Multiscale lubrication simulation based on fourier feature networks with trainable frequency
- URL: http://arxiv.org/abs/2405.12638v1
- Date: Tue, 21 May 2024 09:41:56 GMT
- Title: Multiscale lubrication simulation based on fourier feature networks with trainable frequency
- Authors: Yihu Tang, Li Huang, Limin Wu, Xianghui Meng,
- Abstract summary: This work introduces a novel multi-scale lubrication neural network architecture that utilizes a trainable Fourier feature network.
By incorporating learnable feature embedding frequencies, this architecture automatically adapts to various frequency components, thereby enhancing the analysis of rough surface characteristics.

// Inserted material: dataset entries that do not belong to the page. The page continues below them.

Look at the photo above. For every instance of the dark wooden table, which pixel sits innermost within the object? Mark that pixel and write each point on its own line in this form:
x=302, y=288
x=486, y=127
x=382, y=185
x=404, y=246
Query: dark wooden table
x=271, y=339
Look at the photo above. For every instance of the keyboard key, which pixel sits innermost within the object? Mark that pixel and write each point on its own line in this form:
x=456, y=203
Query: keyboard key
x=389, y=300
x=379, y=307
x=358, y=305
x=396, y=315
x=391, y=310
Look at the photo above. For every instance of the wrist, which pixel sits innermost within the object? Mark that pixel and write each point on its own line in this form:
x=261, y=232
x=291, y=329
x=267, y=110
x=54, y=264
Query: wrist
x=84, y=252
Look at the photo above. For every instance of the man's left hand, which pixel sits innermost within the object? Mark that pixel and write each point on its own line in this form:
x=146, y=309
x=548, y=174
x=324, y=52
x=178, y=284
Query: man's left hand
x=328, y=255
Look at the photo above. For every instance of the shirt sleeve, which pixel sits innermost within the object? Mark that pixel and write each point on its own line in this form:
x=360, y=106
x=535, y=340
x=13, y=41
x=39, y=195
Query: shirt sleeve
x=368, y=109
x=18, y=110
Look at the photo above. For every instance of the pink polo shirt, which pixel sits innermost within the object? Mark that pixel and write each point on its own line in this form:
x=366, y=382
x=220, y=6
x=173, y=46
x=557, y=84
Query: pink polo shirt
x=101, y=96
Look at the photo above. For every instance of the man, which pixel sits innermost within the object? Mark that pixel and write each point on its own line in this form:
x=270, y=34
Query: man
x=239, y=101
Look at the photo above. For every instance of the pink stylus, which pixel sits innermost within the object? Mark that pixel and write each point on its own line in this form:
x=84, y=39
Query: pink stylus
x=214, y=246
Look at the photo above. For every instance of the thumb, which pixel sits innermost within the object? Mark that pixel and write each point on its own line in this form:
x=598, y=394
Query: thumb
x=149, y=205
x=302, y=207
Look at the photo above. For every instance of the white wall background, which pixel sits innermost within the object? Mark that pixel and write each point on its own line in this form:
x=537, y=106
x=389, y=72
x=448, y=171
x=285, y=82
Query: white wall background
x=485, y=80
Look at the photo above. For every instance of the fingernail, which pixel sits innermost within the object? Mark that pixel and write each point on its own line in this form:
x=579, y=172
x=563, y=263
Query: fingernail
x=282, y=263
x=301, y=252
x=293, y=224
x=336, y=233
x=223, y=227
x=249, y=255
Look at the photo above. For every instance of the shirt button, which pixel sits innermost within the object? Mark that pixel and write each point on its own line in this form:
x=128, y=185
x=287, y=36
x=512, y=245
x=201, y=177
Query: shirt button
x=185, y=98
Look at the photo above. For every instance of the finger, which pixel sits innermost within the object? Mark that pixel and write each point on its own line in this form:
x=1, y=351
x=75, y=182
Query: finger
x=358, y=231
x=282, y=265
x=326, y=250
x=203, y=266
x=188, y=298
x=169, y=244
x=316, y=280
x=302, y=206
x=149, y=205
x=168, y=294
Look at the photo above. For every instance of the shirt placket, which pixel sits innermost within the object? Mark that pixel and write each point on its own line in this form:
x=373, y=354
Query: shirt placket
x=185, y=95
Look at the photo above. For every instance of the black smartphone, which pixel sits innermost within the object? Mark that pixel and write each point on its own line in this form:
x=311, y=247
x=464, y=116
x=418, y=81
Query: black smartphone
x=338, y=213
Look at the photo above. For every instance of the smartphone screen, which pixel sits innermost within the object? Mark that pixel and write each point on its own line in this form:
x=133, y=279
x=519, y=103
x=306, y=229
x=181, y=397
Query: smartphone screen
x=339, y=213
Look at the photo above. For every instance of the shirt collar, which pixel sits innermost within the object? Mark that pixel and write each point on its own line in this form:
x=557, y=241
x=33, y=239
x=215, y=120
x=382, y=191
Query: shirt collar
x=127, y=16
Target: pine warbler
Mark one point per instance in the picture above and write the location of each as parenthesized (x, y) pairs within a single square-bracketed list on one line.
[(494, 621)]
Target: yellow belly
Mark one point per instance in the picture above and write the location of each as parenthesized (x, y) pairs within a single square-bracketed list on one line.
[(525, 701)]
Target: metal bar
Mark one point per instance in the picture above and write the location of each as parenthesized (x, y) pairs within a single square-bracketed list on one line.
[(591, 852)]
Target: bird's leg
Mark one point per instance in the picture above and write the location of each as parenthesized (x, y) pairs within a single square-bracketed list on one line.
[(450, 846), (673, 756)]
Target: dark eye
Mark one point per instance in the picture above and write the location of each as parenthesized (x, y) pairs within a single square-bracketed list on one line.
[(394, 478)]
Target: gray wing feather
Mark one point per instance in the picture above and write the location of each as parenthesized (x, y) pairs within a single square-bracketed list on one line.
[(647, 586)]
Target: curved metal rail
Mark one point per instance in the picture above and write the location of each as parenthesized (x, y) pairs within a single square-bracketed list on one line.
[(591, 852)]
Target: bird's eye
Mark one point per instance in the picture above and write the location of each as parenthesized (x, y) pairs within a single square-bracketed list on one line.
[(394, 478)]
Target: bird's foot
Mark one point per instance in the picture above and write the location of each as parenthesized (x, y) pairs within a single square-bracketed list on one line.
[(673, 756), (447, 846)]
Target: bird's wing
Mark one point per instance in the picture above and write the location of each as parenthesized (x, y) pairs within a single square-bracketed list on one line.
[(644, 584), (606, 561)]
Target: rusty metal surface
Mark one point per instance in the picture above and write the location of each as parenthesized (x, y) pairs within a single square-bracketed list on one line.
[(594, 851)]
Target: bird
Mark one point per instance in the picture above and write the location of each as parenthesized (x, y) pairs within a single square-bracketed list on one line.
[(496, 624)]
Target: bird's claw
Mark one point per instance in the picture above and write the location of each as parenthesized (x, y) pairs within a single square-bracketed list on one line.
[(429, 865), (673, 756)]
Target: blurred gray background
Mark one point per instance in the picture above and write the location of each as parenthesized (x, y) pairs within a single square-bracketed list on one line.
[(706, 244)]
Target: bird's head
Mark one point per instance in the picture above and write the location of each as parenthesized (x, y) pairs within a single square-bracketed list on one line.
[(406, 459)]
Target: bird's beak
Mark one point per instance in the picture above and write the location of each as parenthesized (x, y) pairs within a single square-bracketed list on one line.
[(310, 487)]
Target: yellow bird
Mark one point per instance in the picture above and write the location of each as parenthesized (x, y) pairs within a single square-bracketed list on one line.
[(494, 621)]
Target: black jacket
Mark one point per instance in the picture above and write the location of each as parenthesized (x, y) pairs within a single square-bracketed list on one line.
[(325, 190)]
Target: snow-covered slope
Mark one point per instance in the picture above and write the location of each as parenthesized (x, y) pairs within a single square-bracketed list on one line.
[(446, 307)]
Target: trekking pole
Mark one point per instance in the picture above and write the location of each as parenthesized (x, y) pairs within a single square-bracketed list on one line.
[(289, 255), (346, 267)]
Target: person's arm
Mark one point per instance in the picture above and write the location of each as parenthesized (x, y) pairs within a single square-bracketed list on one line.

- Score: 3.152606467542819
- License: http://arxiv.org/licenses/nonexclusive-distrib/1.0/
- Abstract: Rough surface lubrication simulation is crucial for designing and optimizing tribological performance. Despite the growing application of Physical Information Neural Networks (PINNs) in hydrodynamic lubrication analysis, their use has been primarily limited to smooth surfaces. This is due to traditional PINN methods suffer from spectral bias, favoring to learn low-frequency features and thus failing to analyze rough surfaces with high-frequency signals. To date, no PINN methods have been reported for rough surface lubrication. To overcome these limitations, this work introduces a novel multi-scale lubrication neural network architecture that utilizes a trainable Fourier feature network. By incorporating learnable feature embedding frequencies, this architecture automatically adapts to various frequency components, thereby enhancing the analysis of rough surface characteristics. This method has been tested across multiple surface morphologies, and the results have been compared with those obtained using the finite element method (FEM). The comparative analysis demonstrates that this approach achieves a high consistency with FEM results. Furthermore, this novel architecture surpasses traditional Fourier feature networks with fixed feature embedding frequencies in both accuracy and computational efficiency. Consequently, the multi-scale lubrication neural network model offers a more efficient tool for rough surface lubrication analysis.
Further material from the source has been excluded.